Department of Pharmacology, University of California, San Diego, La Jolla, CA, USA Department of Anesthesiology, University of California, San Diego, La Jolla, CA, USA Department of Chemistry and Biochemistry, University of California, San Diego, La Jolla, CA, USA Department of Physiology and Pharmacology, Karolinska Institute, Stockholm, Sweden Division of Rheumatology, Allergy, and Immunology, University of California, San Diego, La Jolla, CA, USA.
Pain. 2011 Dec;152(12):2881-2891. doi: 10.1016/j.pain.2011.09.020. Epub 2011 Oct 21.

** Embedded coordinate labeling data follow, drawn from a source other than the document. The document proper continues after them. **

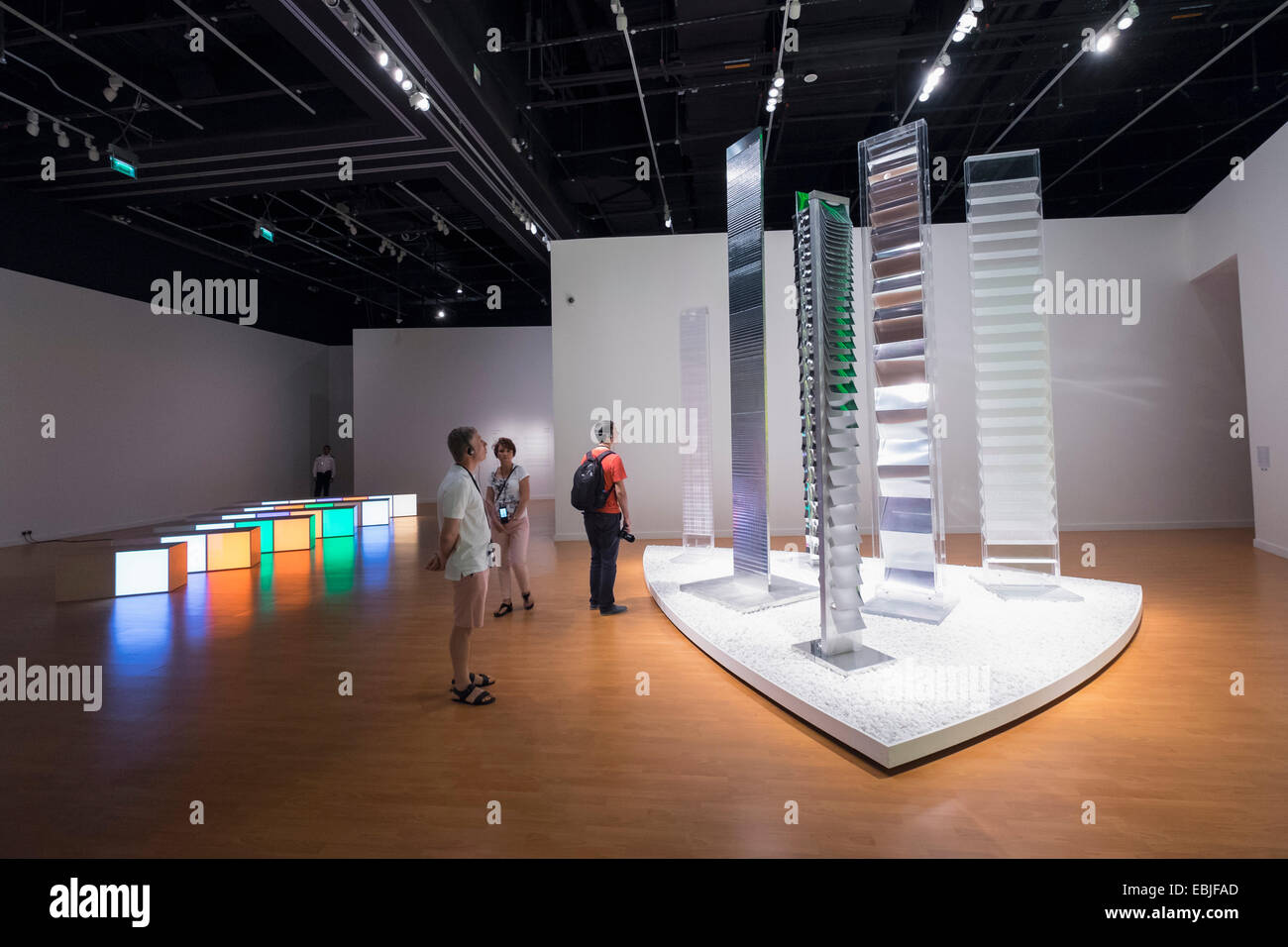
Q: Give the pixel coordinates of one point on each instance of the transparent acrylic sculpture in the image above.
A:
(1019, 525)
(831, 424)
(698, 532)
(897, 273)
(751, 585)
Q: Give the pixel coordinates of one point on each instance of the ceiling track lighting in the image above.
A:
(114, 86)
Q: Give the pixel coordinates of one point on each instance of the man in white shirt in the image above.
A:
(463, 556)
(323, 467)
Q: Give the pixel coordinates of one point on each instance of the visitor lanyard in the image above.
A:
(472, 479)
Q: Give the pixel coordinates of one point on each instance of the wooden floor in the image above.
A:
(227, 692)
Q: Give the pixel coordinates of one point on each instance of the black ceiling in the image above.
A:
(553, 125)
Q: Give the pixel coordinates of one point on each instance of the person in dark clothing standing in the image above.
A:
(323, 468)
(604, 525)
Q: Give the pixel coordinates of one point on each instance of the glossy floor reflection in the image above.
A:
(226, 690)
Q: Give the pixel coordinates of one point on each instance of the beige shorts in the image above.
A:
(514, 544)
(469, 596)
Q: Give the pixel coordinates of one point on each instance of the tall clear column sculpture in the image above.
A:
(751, 585)
(1019, 525)
(829, 376)
(897, 273)
(698, 534)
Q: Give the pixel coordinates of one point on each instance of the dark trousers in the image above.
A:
(601, 530)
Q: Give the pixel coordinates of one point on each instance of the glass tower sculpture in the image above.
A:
(829, 379)
(698, 530)
(1019, 527)
(751, 585)
(897, 272)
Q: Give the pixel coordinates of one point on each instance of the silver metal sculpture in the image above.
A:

Persistent pain after resolution of clinically appreciable signs of arthritis poses a therapeutic challenge, and immunosuppressive therapies do not meet this medical need. To investigate this conversion to persistent pain, we utilized the K/BxN serum transfer arthritis model, which has persistent mechanical hypersensitivity despite the resolution of visible inflammation. Toll-like receptor (TLR) 4 has been implicated as a potential therapeutic target in neuropathic and other pain models. We compared the relative courses of serum transfer arthritis and mechanical hypersensitivity in wild type (WT) and Tlr4(-/-) mice. K/BxN serum transfer induced similar joint swelling and inflammation from days 4-22 in WT and Tlr4(-/-) mice. Unlike WT mice, Tlr4(-/-) mice displayed a significant reversal in mechanical hypersensitivity and diminished appearance of glial activation markers after resolution of peripheral inflammation. Intrathecal (IT) delivery of a TLR4 antagonist, lipopolysaccharide Rhodobacter sphaeroides (LPS-RS; 10 μg), on days 6, 9, and 12 abrogated the transition to persistent mechanical hypersensitivity in WT arthritic mice, while later administration had no impact. We utilized a lipidomics liquid chromatography tandem mass spectrometry methodology to determine spinal cord profiles of bioactive lipid species after early LPS-RS treatment compared to vehicle-treated control animals. WT arthritic mice had reduced spinal levels of the anti-inflammatory prostaglandin 15-deoxy-Δ(12,14)-PGJ(2) (15d-PGJ(2)) on day 6, compared to IT LPS-RS-treated mice. Direct IT application of 15d-PGJ(2) (0.5 μg) on day 6 improved mechanical hypersensitivity in arthritic mice within 15 min. Hence, TLR4 signaling altered spinal bioactive lipid profiles in the serum transfer model and played a critical role in the transition from acute to chronic postinflammatory mechanical hypersensitivity.
关节炎临床明显体征消退后持续性疼痛带来了治疗挑战,而免疫抑制疗法无法满足这一医疗需求。为了研究这种向持续性疼痛的转变,我们利用 K/BxN 血清转移关节炎模型,该模型尽管存在可见炎症消退,但仍存在持续性机械性超敏反应。Toll 样受体 (TLR)4 已被认为是神经病理性和其他疼痛模型中的一个潜在治疗靶点。我们比较了野生型 (WT) 和 Tlr4(-/-) 小鼠的血清转移关节炎和机械性超敏反应的相对过程。K/BxN 血清转移在 WT 和 Tlr4(-/-) 小鼠中诱导了相似的关节肿胀和炎症,从第 4 天到第 22 天。与 WT 小鼠不同的是,Tlr4(-/-) 小鼠在周围炎症消退后,机械性超敏反应出现显著逆转,神经胶质激活标志物的出现也减少。在第 6、9 和 12 天鞘内 (IT) 给予 TLR4 拮抗剂脂多糖 Rhodobacter sphaeroides(LPS-RS;10 μg)可阻断 WT 关节炎小鼠向持续性机械性超敏反应的转变,而后期给药则无影响。我们利用脂质组学液相色谱串联质谱方法,与载体处理的对照动物相比,确定早期 LPS-RS 处理后脊髓生物活性脂质种类的图谱。与 IT LPS-RS 处理的小鼠相比,WT 关节炎小鼠在第 6 天脊髓中抗炎性前列腺素 15-脱氧-Δ(12,14)-PGJ(2)(15d-PGJ(2))水平降低。在第 6 天直接 IT 给予 15d-PGJ(2)(0.5 μg)可在 15 分钟内改善关节炎小鼠的机械性超敏反应。因此,TLR4 信号改变了血清转移模型中的脊髓生物活性脂质图谱,并在急性向慢性炎症后机械性超敏反应的转变中发挥了关键作用。